ワイン/ワイン産地と生産者のレポート

「海外でワイン造り」の日本人が語る(2ページ目)

海外に出てワインを造る人は多いが、華やかなイメージの裏には驚くべきドラマがある。楠田浩之氏とビーズ千砂さんが語る、ワイン生産者の現実とは? ワインの香り成分研究の富永博士も登場。

執筆者:橋本 伸彦

日の丸を背負って

楠田浩之氏の顔
眼光鋭く見つめる
楠田浩之氏は硬派な雰囲気で、「カンフーもこなすアクションスター」といった風貌に見えなくもない。この日、独りで回想するかのように訥々と語り始めた。

これといってワインと関係のない家庭に生まれ、大企業そして外務省での勤務を経て、ワインを造ろうと決心する。「会社や日の丸を背負って働かせてもらって、次は自分で何かやりたくなった」のだという。
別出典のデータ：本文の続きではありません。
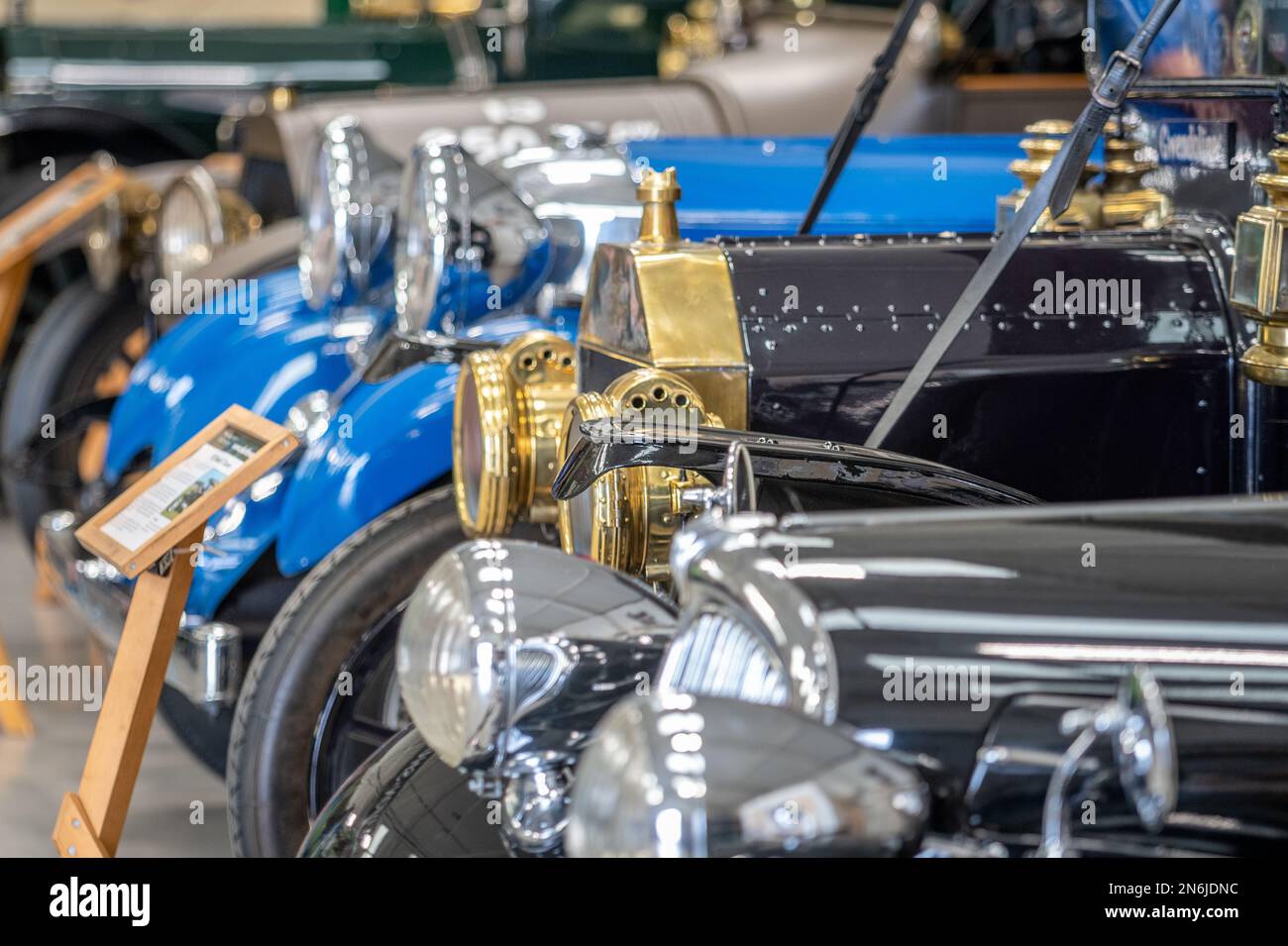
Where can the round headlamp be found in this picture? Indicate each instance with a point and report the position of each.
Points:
(626, 519)
(509, 405)
(748, 670)
(433, 231)
(191, 228)
(348, 213)
(452, 663)
(492, 636)
(684, 777)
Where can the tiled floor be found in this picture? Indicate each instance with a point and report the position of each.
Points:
(34, 774)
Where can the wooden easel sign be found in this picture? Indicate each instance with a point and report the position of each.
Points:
(40, 219)
(153, 533)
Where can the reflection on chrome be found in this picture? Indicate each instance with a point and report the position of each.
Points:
(686, 777)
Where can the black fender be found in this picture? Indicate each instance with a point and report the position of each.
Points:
(31, 133)
(404, 802)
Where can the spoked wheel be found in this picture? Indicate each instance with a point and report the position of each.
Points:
(53, 431)
(355, 723)
(301, 726)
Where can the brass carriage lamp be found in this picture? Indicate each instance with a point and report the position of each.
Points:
(1260, 278)
(1127, 202)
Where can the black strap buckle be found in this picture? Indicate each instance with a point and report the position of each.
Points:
(1121, 73)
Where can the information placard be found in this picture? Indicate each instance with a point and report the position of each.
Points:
(147, 520)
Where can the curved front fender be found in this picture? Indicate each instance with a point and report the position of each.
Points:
(210, 361)
(386, 442)
(404, 802)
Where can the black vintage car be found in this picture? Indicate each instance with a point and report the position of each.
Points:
(945, 683)
(948, 681)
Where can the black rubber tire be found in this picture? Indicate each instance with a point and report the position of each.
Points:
(72, 343)
(202, 734)
(296, 665)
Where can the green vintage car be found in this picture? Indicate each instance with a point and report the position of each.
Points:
(158, 82)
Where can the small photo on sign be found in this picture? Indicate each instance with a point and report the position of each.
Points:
(161, 503)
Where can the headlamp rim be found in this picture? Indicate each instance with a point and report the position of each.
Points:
(202, 185)
(483, 383)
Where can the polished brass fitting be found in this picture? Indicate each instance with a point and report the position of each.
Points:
(1041, 145)
(1258, 282)
(627, 516)
(1127, 203)
(658, 192)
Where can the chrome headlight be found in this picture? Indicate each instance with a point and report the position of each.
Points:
(433, 231)
(191, 229)
(468, 244)
(748, 668)
(751, 635)
(348, 214)
(496, 631)
(684, 777)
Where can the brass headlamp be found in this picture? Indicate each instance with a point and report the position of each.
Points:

白ワインを中心に世界トップレベルにあり、ブドウ栽培とワイン醸造の両方が学べるガイゼンハイム大学のコースを選び、当時義務付けられていた入学前の1年間以上の実習の後「醸造だけでも、1年間でやっつけるのは難しい」というコースを終える。特に化学の知識の必要性を痛感した。

コースでの実習先は教官に指定された。当初は南アフリカの予定がニュージーランドに変更され、マーティンボロ地区のシューベルト醸造所で実習をした。帰国すべきか迷っていた時「細かい事はいいから、こっちに来ないか」と当主に誘われた。

「自分に残された時間を考えると、32歳からがんばっても一生に30回位しかヴィンテージを手掛けられない。どこかで修業するとそこの理念に染まってしまうから、軌道修正が利かない。自分で考えて実行したのなら、失敗してもまだ良い」と考え、独立してワイン造りを始める。